PARTICIPATION: Maybe it’s not about the sailing

Published on March 18th, 2013

There are reasons some events are huge, and the MC Scow Midwinters (Mar 14-16) this past weekend was huge. Or at least huge compared to other Midwinters, but 71 boats is a typical turnout for them. The regatta is held at Lake Eustis just northwest of Orlando, Florida, so maybe it offers a needed reprieve from winter. But there must be more.

The MC is not the newest kid on the block. First conceived by Harry C. Melges, Sr., in 1950, he and son Buddy designed the MC to be sailed single-handed most of the time, but a crew member can be added depending upon the skipper’s weight and strength of the wind. Skippers range in age from youth to sailors in their 70s.
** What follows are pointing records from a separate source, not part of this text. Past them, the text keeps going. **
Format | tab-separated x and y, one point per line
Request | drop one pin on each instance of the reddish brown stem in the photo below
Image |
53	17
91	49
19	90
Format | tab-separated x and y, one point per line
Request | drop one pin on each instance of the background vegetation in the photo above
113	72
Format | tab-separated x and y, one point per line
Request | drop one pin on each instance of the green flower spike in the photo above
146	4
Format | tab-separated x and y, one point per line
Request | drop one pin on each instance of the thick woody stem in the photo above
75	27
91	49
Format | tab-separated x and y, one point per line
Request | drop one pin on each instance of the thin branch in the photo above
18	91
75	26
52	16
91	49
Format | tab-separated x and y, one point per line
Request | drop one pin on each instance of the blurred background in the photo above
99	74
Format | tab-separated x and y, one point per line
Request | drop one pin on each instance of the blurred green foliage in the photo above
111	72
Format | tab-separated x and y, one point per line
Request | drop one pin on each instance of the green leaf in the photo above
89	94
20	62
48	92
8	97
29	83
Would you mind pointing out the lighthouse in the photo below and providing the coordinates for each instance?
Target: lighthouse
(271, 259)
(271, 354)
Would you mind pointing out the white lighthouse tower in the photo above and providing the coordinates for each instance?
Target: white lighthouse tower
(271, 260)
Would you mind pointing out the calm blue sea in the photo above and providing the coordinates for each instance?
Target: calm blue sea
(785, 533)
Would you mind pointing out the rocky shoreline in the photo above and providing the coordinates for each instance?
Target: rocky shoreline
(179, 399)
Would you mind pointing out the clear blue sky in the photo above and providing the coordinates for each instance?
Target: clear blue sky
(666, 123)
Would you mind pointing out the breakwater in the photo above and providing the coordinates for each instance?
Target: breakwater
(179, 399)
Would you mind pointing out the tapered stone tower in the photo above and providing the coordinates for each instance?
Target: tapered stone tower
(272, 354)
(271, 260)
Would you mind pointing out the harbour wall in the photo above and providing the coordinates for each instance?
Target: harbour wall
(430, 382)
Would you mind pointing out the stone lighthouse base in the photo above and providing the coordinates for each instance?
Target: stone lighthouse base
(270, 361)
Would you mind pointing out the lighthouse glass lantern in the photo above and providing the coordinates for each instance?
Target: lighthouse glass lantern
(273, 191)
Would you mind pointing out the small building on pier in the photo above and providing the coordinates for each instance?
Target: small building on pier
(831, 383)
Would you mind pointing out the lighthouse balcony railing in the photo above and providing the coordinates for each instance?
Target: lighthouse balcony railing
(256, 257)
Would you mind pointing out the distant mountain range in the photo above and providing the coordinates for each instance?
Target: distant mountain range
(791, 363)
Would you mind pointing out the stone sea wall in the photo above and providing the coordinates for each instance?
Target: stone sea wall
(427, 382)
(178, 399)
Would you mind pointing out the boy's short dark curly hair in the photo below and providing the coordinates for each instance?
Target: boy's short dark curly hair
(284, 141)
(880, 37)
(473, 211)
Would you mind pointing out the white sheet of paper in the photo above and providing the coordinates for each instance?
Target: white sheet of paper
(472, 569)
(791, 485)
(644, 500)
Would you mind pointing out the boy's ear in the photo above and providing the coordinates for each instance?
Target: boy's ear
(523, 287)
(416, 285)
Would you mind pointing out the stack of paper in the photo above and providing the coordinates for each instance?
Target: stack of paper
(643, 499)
Pretty good range, so that helps the turnout.

Maybe it has nothing to do with the sailing. The midwinters was a three day event, but the second day failed to deliver winds for sailing. Here is an excerpt from Eric Hood’s report:

“No racing but tons of fun. After another very chilly morning at Lake Eustis things warmed up by mid – morning but the wind never came. The Race Committee team led by Dave Williams took a shot at trying to get one off before the end of the day but no luck. Yep and guess what, as soon as we are all back on shore a good little evening breeze came in during the happy hour and banquet.

“Highlights off the day certainly included all the good community time with each other. Folks renewing old friendships and making new ones too with all the new members to the class at this event. The evening was catered by the world famous Oyster Troff which was great. Commodore Bob Cole gave a 15 minute update on the state of the class and new things in the works which was great to hear. I introduced our Midwinter’s Championship banquet dinner guest speaker Skip and Marge Johnson which was an honor.

“Skip really treated the 100 guests to some rich history about how scow sailing started with his Grandfather J.O. Johnson. It was really neat to hear about all of his accomplishments and innovations during those first 50 years of scow building. Skip went on to tell the group about his father Iver and his uncle plus other family members plus many of the other accomplishments of the Johnson Boat Works team and of course mentioning the fun but serious rivalry with Melges Boat Works. It was a great evening.”